Lawsuit alleges Apple biometrics infringe patents, claims against Amazon sent to arbitration

Lawsuit alleges Apple biometrics infringe patents, claims against Amazon sent to arbitration

Apple is being sued in a patent dispute by Gesture Technology Partners for allegedly violating five patents related to mobile phone cameras with its Face ID biometrics, according to a report by AppleInsider.

The suit has been filed in the Western District of Texas, which has been identified as the newly-favored jurisdiction for non-practicing entities (or ‘patent trolls’) by industry organization Patent Progress.

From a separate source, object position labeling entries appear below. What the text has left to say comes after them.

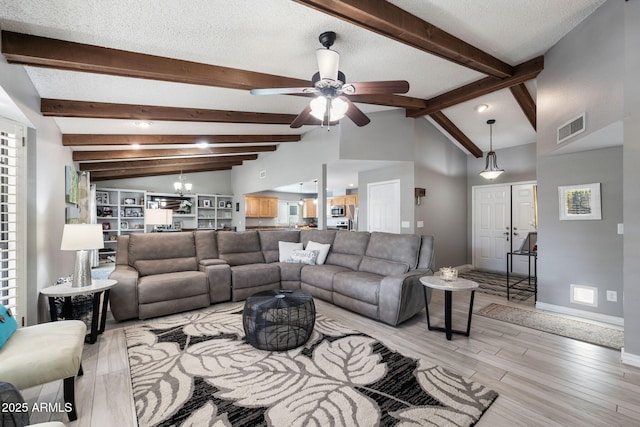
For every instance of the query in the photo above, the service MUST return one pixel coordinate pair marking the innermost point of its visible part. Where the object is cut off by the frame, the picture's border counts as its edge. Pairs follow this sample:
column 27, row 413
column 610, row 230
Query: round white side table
column 436, row 282
column 97, row 288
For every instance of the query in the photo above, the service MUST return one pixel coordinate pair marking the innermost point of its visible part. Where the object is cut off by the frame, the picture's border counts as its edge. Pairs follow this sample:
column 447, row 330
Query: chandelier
column 180, row 186
column 491, row 170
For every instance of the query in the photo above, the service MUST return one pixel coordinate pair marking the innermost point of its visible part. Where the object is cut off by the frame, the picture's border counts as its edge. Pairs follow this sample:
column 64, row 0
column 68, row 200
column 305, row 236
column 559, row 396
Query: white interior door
column 492, row 227
column 383, row 206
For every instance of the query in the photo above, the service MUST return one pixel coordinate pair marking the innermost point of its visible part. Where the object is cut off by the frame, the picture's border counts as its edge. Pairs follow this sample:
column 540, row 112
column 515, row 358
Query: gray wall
column 441, row 170
column 587, row 252
column 631, row 180
column 582, row 72
column 405, row 173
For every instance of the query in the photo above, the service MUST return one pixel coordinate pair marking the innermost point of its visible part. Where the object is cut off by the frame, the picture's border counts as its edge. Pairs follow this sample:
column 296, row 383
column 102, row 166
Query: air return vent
column 572, row 128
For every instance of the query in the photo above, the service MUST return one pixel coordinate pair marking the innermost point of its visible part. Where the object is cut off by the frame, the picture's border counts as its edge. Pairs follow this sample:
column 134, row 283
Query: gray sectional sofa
column 374, row 274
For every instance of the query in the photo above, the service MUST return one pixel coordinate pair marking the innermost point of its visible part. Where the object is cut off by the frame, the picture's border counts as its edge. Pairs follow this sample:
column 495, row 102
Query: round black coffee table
column 278, row 320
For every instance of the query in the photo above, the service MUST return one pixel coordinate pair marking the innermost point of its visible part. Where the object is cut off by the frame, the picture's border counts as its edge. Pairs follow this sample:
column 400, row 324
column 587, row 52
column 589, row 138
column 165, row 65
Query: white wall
column 46, row 159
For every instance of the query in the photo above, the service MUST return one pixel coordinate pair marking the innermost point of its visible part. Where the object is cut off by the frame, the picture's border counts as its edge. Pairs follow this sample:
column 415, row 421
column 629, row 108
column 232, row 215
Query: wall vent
column 572, row 128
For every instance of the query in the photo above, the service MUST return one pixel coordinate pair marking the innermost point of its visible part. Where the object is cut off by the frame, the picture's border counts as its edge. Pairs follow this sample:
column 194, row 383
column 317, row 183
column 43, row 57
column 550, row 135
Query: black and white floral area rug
column 196, row 369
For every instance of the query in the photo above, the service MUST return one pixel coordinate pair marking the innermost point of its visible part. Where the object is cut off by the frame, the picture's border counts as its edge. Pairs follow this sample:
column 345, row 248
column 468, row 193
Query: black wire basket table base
column 278, row 320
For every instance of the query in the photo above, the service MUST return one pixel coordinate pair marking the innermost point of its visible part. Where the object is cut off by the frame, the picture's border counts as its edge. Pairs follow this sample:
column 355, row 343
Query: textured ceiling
column 280, row 37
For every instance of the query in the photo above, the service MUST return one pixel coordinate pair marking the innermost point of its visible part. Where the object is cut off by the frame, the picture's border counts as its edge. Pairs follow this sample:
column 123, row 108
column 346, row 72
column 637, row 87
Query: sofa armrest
column 211, row 261
column 124, row 295
column 401, row 296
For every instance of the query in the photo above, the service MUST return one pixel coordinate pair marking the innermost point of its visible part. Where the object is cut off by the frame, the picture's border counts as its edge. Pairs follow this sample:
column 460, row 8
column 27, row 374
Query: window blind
column 12, row 236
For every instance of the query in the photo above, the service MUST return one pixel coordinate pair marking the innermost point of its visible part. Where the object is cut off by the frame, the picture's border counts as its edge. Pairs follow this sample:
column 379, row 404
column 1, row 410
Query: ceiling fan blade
column 283, row 90
column 372, row 88
column 356, row 114
column 302, row 118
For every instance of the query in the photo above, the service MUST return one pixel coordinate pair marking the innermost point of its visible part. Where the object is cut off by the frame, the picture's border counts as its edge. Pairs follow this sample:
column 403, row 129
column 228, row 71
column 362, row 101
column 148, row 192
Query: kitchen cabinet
column 261, row 207
column 309, row 208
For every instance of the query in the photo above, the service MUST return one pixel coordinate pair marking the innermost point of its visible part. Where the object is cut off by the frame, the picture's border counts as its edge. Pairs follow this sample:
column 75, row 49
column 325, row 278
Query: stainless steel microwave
column 337, row 211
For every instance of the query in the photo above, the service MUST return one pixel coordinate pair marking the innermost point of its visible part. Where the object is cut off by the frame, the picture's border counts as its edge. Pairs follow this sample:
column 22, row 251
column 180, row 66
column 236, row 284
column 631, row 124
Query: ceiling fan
column 329, row 85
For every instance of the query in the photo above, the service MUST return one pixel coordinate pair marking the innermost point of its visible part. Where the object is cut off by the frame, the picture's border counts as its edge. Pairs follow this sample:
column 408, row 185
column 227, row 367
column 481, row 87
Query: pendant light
column 491, row 170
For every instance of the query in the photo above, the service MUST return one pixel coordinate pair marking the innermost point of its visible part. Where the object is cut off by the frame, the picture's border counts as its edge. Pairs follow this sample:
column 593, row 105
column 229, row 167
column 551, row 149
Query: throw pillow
column 8, row 324
column 285, row 249
column 303, row 257
column 323, row 250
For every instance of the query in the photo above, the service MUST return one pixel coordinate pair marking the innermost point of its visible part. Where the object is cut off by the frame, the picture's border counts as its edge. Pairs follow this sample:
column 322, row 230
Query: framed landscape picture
column 580, row 202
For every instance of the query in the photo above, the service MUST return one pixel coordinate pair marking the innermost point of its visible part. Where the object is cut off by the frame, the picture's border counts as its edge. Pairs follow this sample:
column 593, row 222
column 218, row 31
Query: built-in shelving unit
column 119, row 211
column 214, row 211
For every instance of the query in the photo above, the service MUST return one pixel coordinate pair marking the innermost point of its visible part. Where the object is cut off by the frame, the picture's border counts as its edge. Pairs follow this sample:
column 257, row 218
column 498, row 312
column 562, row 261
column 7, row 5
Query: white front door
column 383, row 206
column 492, row 226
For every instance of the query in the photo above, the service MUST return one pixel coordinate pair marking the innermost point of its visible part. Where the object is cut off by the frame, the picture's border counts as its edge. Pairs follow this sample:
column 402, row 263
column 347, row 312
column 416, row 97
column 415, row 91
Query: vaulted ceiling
column 103, row 69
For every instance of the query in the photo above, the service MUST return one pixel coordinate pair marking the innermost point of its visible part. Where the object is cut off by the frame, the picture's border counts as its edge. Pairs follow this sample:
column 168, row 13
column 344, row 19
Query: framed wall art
column 580, row 202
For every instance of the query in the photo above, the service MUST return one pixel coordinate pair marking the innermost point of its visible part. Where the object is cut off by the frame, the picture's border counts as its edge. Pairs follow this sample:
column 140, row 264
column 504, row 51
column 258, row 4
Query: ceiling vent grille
column 572, row 128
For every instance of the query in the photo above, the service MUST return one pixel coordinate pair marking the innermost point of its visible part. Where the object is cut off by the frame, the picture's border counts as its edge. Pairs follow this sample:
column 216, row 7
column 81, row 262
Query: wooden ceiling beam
column 104, row 110
column 175, row 162
column 45, row 52
column 84, row 156
column 78, row 140
column 389, row 20
column 52, row 53
column 143, row 172
column 446, row 124
column 526, row 102
column 526, row 71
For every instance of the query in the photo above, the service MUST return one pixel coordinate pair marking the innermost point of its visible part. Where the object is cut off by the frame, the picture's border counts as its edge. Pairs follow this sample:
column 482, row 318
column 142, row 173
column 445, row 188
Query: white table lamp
column 82, row 238
column 158, row 217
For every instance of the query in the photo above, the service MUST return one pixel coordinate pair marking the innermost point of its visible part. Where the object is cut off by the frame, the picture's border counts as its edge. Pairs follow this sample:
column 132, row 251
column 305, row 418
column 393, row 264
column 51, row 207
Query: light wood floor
column 542, row 379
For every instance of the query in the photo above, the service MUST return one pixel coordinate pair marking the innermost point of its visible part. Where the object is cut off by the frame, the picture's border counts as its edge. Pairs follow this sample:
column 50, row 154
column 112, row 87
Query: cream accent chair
column 42, row 353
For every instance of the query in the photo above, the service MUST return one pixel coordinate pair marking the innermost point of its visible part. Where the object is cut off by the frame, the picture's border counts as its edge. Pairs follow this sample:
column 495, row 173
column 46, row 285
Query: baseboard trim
column 612, row 320
column 630, row 359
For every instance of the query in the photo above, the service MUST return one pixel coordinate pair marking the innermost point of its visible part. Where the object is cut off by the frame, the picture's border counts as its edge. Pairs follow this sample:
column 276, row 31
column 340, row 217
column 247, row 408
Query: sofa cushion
column 321, row 276
column 206, row 244
column 270, row 242
column 240, row 248
column 403, row 248
column 382, row 266
column 358, row 285
column 170, row 286
column 254, row 275
column 158, row 253
column 348, row 249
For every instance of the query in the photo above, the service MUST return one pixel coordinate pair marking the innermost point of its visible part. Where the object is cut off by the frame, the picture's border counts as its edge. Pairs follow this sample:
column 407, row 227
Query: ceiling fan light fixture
column 337, row 110
column 491, row 170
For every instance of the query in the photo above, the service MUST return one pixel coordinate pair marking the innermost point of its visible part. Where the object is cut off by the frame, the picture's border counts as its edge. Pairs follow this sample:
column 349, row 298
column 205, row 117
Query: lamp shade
column 159, row 216
column 77, row 237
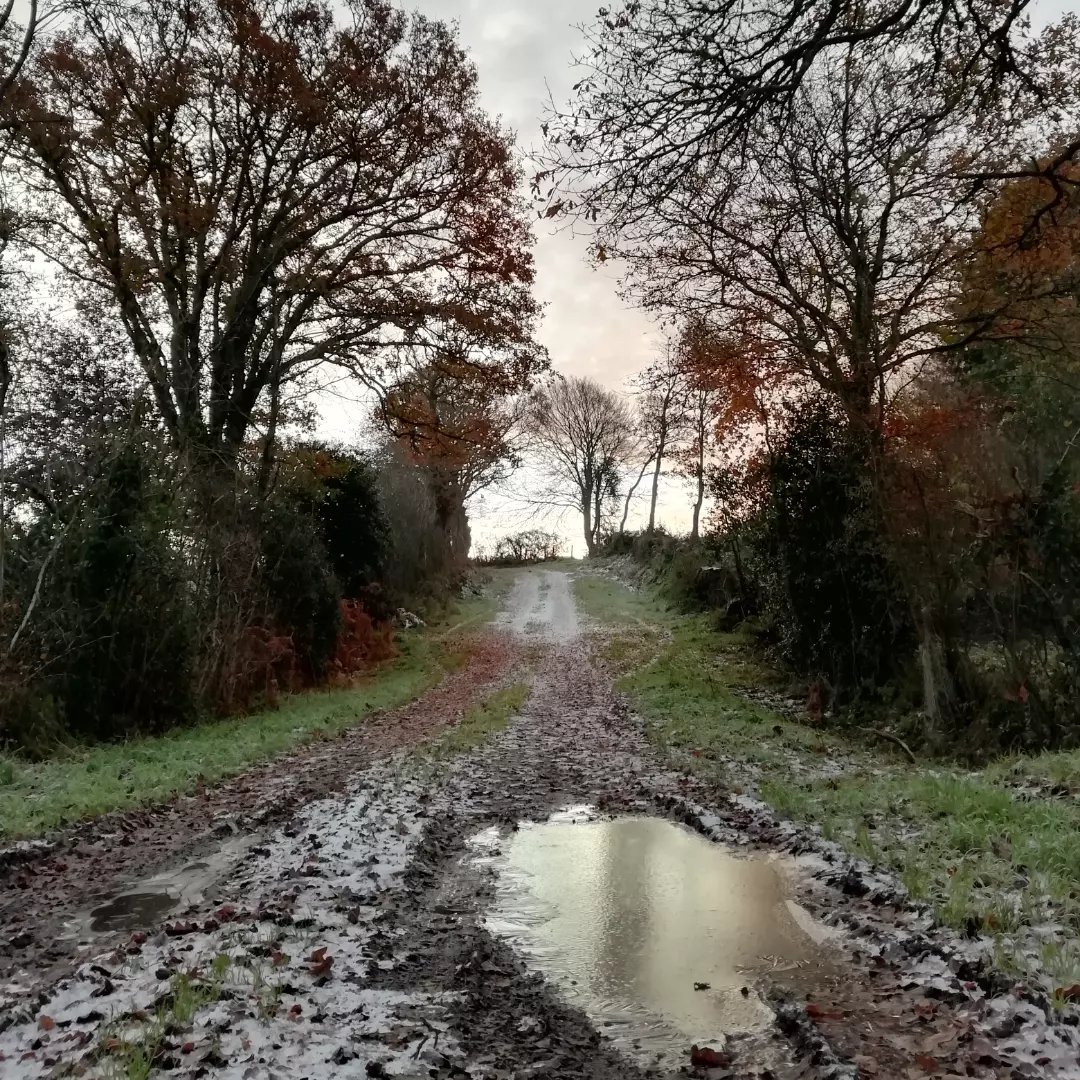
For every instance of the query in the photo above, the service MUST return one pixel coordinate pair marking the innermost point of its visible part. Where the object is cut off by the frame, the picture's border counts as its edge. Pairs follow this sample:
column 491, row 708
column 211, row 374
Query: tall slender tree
column 582, row 436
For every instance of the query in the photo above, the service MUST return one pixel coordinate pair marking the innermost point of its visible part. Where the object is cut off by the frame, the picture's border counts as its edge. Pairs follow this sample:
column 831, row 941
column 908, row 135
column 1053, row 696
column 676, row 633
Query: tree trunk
column 661, row 446
column 696, row 529
column 630, row 495
column 586, row 513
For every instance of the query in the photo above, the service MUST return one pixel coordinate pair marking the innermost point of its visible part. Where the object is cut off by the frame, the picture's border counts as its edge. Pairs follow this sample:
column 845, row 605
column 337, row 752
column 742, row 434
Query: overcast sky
column 522, row 48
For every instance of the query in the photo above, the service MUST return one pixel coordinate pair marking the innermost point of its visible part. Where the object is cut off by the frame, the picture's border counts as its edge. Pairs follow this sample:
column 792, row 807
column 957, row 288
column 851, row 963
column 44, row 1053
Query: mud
column 377, row 876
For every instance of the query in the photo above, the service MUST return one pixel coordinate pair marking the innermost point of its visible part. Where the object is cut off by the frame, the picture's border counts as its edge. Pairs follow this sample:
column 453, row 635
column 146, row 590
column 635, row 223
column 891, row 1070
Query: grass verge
column 995, row 851
column 85, row 782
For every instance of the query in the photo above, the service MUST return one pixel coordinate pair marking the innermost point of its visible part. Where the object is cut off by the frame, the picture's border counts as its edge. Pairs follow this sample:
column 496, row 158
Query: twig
column 893, row 739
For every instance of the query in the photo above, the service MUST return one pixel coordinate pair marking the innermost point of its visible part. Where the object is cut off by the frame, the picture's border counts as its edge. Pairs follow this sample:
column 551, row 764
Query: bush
column 299, row 586
column 115, row 620
column 829, row 590
column 525, row 548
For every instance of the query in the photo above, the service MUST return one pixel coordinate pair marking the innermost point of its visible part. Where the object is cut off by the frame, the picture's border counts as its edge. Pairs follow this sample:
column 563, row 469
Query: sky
column 522, row 49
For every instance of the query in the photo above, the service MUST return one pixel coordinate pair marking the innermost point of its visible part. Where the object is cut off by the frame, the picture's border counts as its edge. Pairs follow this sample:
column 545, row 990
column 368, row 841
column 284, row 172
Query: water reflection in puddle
column 132, row 910
column 143, row 904
column 649, row 927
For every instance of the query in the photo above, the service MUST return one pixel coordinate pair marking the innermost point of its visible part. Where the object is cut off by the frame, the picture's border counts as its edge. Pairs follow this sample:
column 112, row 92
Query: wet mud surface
column 380, row 929
column 45, row 889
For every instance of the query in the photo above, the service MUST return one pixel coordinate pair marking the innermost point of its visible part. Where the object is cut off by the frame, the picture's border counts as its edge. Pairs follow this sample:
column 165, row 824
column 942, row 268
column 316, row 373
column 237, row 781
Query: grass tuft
column 85, row 782
column 998, row 849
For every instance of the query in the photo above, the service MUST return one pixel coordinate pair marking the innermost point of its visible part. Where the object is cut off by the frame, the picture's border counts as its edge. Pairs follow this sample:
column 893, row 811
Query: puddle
column 629, row 916
column 132, row 910
column 145, row 903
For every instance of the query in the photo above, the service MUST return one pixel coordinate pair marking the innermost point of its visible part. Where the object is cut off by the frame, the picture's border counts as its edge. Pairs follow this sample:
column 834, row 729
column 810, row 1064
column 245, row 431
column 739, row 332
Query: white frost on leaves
column 270, row 984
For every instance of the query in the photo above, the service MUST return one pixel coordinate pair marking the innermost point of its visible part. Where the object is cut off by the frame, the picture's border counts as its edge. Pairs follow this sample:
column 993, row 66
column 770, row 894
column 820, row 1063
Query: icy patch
column 270, row 983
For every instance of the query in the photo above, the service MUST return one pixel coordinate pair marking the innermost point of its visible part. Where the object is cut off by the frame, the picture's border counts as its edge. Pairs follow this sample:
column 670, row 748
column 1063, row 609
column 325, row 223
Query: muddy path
column 556, row 903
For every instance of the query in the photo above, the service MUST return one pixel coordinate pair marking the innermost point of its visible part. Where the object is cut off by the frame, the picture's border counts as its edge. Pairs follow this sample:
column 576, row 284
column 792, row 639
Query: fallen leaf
column 705, row 1057
column 815, row 1012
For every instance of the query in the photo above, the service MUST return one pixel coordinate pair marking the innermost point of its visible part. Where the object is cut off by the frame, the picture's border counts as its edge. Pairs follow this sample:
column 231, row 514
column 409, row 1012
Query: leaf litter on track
column 352, row 942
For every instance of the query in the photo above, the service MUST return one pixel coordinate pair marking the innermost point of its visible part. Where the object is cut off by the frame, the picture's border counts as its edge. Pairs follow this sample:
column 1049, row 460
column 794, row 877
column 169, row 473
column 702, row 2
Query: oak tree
column 257, row 188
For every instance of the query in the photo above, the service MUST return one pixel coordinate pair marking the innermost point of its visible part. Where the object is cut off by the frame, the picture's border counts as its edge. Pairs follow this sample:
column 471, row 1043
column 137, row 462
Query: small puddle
column 143, row 904
column 657, row 933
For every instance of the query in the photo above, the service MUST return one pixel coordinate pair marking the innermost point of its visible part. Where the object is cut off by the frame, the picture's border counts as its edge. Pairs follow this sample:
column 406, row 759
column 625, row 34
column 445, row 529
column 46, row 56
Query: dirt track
column 355, row 930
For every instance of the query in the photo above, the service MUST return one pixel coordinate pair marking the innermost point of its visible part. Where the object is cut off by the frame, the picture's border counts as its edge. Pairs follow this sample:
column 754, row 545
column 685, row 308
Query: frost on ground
column 352, row 942
column 271, row 982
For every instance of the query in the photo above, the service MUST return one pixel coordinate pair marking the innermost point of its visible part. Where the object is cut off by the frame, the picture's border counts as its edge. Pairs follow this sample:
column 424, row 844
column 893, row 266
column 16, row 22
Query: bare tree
column 834, row 241
column 582, row 436
column 257, row 187
column 662, row 403
column 671, row 85
column 461, row 427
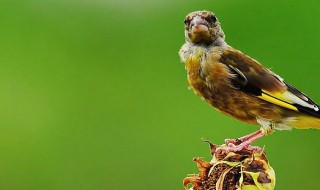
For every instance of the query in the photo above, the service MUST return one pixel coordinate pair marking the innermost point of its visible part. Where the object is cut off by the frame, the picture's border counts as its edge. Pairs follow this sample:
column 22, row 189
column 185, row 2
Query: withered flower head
column 243, row 170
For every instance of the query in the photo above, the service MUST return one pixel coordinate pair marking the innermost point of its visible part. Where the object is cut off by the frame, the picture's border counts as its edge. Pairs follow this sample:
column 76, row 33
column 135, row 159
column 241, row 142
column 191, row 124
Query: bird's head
column 203, row 27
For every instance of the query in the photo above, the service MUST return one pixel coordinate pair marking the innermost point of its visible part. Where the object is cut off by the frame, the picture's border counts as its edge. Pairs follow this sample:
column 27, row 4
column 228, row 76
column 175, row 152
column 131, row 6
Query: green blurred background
column 93, row 94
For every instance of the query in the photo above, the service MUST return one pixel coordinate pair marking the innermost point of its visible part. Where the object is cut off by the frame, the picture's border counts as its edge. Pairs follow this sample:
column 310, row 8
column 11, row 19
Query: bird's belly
column 235, row 103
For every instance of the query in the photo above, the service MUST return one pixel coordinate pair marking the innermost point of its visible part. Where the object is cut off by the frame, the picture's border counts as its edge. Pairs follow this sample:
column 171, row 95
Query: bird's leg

Gesture Technology has also filed suits against Samsung, Huawei, LG and Lenovo, a Google search reveals, each of which also manufacture mobile phones with native face biometrics. The company’s founder, Dr. Timothy Pryor, holds five patents in the U.S., which he says are violated by Apple’s Smart HDR, picture facial recognition, optical image stabilization and other features. The patents cover ‘Camera Based Interaction and Instruction’ and ‘Camera Based Sensing in Handheld, Mobile, Gaming, or Other Devices,’ among other inventions.

Apple previously had a working relationship with Dr. Pryor, according to the filing, purchasing a ‘multi-touch’ patent portfolio from him in 2010. Dr. Pryor claims to have approached the company about licensing the patents in question, and corresponded with it, but says the company took no steps to avoid infringing the patents anyway.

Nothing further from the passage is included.